Однако само "воспоминание", "образ", мысленно остановленный и
воспринятый сознанием, остается непроницаемо-целостным в своем образе
и эксгибиционизме. Но что означает приближение к воспоминанию? Желание
ли испытать, пережить мельчайшую его деталь отдельно? автономно?
Понять, что каждая подробность означает и означает ли вообще? Так
марля издали дается опыту цельным непроницаемым взору полотном,
массивом, но у глаз она пропускает свет, и мир виден сквозь нее, как
сквозь стекло.
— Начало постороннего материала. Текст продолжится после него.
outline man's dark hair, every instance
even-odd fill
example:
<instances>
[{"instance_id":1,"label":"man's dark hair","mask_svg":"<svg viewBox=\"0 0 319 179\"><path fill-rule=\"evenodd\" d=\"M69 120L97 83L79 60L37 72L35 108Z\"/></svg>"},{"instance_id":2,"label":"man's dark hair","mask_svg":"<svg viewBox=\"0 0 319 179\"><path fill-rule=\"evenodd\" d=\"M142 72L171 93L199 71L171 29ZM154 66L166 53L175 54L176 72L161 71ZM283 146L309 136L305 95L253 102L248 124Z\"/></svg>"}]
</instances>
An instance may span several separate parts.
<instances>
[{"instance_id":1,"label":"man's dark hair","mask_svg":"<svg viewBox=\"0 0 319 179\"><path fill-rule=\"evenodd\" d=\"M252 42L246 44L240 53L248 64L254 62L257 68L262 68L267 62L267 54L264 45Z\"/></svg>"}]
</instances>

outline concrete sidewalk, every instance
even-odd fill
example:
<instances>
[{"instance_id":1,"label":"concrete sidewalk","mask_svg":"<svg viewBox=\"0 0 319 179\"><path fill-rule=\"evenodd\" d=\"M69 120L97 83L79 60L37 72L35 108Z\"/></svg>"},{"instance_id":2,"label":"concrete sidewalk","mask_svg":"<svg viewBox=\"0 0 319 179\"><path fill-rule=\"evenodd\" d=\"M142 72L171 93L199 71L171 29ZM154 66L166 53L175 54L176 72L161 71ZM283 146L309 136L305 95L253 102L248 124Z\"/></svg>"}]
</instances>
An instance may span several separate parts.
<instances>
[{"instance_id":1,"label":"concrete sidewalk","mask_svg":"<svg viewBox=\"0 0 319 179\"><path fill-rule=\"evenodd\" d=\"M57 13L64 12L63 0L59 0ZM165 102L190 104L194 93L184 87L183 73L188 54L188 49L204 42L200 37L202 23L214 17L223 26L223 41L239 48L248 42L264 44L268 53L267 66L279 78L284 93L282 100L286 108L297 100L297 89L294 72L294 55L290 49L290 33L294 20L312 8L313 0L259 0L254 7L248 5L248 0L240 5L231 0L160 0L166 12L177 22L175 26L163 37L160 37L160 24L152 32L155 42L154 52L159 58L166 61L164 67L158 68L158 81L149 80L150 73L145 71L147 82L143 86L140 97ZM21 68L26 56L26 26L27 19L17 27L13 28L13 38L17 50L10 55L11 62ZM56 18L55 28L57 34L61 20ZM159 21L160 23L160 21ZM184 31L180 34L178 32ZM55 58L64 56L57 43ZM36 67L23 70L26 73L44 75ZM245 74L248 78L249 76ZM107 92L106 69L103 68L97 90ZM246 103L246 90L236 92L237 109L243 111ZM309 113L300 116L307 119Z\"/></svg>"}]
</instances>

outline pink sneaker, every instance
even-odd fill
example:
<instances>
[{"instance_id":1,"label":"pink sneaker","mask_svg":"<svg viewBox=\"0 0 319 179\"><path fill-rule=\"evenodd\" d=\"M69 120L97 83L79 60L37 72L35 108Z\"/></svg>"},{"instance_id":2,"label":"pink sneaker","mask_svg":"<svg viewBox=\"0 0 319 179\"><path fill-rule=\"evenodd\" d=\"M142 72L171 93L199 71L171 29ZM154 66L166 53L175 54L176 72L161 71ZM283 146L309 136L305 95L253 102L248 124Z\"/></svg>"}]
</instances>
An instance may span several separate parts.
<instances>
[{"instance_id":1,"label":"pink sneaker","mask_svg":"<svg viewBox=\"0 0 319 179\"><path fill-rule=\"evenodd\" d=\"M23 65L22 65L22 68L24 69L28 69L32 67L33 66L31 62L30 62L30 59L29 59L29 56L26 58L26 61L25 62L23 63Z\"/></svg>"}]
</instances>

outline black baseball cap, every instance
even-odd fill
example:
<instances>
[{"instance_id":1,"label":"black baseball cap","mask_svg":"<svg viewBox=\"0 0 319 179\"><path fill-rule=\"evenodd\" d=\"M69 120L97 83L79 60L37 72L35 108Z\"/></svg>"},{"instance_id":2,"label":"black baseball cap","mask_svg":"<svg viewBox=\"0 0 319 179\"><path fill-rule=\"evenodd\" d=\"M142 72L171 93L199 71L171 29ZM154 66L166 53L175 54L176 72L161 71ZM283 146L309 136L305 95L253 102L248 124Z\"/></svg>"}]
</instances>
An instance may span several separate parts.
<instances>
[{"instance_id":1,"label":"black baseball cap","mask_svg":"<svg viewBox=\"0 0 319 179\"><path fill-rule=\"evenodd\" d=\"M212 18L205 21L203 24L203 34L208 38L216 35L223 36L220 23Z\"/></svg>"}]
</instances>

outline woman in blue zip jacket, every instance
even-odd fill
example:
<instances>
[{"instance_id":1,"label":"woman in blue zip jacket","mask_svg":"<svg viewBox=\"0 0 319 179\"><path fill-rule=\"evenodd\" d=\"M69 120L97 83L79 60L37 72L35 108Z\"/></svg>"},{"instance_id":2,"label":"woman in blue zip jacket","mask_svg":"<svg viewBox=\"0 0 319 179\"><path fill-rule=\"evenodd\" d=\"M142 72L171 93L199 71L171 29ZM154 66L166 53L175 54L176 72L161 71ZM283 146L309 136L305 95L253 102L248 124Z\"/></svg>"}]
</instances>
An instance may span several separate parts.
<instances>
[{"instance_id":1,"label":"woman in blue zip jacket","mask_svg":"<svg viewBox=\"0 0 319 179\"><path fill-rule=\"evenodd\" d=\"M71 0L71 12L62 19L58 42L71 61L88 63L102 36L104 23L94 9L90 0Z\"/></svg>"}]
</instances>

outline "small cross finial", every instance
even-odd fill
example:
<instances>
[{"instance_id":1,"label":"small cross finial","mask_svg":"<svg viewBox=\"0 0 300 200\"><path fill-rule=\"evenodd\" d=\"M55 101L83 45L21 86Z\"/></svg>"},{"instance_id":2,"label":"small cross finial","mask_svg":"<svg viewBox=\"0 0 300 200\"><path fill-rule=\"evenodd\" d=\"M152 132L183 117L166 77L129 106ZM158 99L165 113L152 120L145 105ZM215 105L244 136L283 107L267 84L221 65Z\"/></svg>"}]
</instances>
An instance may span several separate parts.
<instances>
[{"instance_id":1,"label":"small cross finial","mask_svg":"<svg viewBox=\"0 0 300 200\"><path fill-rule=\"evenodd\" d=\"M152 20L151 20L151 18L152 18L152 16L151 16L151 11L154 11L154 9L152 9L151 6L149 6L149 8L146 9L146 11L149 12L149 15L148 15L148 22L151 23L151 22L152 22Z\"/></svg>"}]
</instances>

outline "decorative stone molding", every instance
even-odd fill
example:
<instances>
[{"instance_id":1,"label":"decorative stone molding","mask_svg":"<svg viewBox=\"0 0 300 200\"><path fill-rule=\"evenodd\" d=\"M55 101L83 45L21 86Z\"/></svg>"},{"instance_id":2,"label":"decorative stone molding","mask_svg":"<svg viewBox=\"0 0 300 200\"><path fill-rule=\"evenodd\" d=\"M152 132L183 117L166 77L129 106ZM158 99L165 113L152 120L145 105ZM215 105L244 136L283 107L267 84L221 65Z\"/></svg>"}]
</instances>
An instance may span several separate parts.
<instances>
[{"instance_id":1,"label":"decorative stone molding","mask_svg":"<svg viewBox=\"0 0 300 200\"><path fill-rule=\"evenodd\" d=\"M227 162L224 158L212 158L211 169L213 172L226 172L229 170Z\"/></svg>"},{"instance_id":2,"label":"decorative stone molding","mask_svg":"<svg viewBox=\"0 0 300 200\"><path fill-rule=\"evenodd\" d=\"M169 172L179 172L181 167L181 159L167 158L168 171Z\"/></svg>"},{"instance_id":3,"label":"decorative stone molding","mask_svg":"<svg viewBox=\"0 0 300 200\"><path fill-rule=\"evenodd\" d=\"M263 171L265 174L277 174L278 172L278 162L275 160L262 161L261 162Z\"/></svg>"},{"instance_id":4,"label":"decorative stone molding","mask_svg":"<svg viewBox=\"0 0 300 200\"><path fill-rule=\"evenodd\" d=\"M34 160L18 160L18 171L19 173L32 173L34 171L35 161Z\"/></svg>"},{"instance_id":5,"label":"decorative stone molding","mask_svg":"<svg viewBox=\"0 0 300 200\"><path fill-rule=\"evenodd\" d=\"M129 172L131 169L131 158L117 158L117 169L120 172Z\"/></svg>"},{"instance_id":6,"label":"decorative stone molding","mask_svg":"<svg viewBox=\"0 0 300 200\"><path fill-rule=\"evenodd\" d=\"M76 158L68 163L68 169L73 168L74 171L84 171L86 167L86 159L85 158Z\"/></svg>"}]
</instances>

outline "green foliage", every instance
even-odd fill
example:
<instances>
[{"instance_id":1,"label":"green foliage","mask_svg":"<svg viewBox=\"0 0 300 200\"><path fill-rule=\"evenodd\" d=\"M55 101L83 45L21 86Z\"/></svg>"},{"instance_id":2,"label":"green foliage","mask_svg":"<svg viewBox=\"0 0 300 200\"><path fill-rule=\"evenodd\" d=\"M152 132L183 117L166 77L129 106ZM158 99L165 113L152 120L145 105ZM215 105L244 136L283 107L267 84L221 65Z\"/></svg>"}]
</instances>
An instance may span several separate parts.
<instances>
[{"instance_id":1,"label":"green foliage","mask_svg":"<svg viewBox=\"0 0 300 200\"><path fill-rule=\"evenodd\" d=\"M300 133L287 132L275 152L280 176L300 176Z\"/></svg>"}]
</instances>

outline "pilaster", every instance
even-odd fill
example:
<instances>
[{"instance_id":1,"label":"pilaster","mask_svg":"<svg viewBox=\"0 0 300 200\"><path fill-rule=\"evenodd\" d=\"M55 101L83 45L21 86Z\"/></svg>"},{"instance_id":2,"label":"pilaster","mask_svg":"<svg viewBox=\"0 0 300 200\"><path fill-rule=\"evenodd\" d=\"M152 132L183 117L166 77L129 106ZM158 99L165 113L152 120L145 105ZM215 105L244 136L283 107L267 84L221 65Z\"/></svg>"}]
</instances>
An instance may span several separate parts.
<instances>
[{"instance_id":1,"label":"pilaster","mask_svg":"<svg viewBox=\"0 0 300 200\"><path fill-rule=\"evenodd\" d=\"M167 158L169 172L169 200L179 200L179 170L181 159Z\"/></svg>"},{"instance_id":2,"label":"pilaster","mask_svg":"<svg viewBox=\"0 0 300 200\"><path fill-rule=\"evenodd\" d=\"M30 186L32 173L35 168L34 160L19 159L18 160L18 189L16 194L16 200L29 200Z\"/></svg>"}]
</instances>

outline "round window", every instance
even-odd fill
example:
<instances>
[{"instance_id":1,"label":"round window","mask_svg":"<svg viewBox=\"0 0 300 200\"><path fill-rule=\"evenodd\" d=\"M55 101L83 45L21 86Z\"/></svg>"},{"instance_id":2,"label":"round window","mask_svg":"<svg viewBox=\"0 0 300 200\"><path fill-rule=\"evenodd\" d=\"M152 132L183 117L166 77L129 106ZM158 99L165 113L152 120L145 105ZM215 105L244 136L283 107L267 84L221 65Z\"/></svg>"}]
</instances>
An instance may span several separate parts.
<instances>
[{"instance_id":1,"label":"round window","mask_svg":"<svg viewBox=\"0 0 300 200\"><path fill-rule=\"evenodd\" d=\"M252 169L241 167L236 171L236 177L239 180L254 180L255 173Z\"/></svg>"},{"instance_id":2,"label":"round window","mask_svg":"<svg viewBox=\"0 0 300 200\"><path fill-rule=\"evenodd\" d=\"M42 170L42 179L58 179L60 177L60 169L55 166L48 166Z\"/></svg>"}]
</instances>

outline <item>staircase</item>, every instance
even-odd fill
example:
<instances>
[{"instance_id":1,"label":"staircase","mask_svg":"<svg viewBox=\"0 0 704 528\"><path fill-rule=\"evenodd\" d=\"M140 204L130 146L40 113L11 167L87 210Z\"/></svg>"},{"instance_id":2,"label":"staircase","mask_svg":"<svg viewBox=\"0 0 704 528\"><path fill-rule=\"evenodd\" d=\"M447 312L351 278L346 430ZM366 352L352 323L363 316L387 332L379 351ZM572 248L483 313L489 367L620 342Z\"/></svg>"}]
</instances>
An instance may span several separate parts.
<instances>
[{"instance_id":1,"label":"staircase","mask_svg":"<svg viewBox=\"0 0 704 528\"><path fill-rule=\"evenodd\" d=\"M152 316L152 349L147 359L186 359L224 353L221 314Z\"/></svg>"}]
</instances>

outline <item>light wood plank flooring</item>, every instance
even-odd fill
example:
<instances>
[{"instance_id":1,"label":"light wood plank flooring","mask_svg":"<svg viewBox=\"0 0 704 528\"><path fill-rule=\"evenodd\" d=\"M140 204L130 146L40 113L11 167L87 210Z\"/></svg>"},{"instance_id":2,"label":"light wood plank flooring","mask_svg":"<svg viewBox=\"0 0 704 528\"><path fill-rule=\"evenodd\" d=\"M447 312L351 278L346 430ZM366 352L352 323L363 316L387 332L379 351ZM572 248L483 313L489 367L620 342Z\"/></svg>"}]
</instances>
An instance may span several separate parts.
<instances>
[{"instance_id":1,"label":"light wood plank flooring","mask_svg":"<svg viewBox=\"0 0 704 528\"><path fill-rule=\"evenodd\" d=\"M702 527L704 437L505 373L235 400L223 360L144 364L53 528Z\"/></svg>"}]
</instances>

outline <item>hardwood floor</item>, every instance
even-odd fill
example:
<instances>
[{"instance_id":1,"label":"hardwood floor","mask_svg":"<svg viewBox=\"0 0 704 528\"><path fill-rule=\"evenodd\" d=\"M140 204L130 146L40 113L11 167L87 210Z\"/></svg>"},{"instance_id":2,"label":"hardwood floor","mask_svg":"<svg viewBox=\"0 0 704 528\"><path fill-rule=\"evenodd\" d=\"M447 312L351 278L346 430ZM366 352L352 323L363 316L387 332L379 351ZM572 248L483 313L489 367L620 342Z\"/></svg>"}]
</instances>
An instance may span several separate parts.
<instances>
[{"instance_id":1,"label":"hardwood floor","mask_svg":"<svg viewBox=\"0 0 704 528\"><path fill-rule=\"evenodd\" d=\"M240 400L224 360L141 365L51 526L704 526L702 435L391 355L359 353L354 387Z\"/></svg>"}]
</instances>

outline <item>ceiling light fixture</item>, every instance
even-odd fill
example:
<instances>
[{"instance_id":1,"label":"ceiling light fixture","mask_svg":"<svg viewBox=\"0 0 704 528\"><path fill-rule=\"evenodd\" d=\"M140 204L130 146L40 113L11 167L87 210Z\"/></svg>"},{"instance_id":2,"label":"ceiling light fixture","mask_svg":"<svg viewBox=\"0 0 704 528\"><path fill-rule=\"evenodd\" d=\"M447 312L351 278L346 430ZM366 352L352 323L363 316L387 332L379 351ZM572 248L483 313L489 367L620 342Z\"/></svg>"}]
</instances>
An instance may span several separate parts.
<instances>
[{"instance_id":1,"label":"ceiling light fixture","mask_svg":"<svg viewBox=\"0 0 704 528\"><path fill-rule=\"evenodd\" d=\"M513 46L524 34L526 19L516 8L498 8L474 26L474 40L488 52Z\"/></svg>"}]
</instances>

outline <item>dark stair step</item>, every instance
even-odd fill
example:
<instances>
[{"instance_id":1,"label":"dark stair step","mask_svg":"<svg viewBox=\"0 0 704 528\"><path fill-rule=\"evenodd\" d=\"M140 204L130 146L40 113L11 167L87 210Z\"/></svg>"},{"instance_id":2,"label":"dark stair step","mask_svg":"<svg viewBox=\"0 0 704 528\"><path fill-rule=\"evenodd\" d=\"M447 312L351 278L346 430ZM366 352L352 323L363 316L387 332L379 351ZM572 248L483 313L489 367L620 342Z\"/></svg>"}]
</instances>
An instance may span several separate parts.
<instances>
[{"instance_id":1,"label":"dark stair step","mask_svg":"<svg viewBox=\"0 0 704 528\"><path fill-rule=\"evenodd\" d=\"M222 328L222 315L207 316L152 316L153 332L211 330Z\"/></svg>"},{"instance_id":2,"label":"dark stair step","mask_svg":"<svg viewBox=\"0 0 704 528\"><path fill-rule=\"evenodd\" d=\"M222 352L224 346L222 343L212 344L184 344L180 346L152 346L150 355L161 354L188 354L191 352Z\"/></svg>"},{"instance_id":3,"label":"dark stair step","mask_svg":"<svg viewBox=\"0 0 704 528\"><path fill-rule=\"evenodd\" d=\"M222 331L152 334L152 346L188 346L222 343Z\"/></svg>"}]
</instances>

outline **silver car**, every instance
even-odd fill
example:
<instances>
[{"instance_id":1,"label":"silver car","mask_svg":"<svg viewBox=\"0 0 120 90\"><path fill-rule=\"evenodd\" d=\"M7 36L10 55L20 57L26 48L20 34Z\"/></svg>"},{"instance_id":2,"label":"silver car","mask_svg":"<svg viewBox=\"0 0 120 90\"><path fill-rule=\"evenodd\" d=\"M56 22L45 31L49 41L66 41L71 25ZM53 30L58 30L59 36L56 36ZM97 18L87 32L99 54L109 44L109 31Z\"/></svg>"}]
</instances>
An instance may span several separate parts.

Мир при приближении открывает только следующий мир, как
марля, как воспоминание, он открывает и то, что он проницаем, он сито,
нескончаемая в однообразном торжестве симметрии сеть, ничего не
улавливающая; он открывает, что и каждая нить, если ее расплести лишь
только отдельные, тончащиеся до бесконечности волокна, не
соотносящиеся ни с памятью, ни со временем, ни с пространством. Чистые
модели.
Ах, милая моя девочка! Неужели ты думаешь, что вот эта старуха, да-да,
вот эта самая, которая перед тобой, с которой ты говоришь, прости,
деточка, вот она старуха, которая сама говорит с тобой, - а ты
подумай! - стала бы я распинаться на каждом углу, если даже ребенок,
младенец знает, что уши - повсюду! Нет-нет, змея тут не виновата, но
кто бы знал, что у нее есть самое настоящее чувство юмора, и что она
ни за что не стала бы вот так, ни с того ни с сего нападать, прыгать
мне на ногу, обвивать ее страшным холодом и жалить, жалить, жалить.
Боже, сколько же раз она ужалила меня!.. Два. Во вторник, когда
выносила к бакам ведро, еще один раз, два, три, потом еще два раза...
масляная краска, конечно! Ведь никому невдомек, что масляная краска, -
тут нужны мозги, и какие! Но главное тут время, чтобы понять, что к
чему! Видишь ли, маляры - ну, они-то в чем виноваты? - красили подъезд
и вот этот запах, оказывается, намагничивал все вокруг, изменял, звал,
он и ее бросил ко мне, а я ведь не догадывалась, куда там! - совсем не
догадывалась. Хорошо, пускай - но, только между нами, моя девочка -
кто, например, знает, что черепахи в дождь испускают смертоносный
ультразвук? Ты знаешь?! К ним нельзя даже наклоняться. Упаси Господь!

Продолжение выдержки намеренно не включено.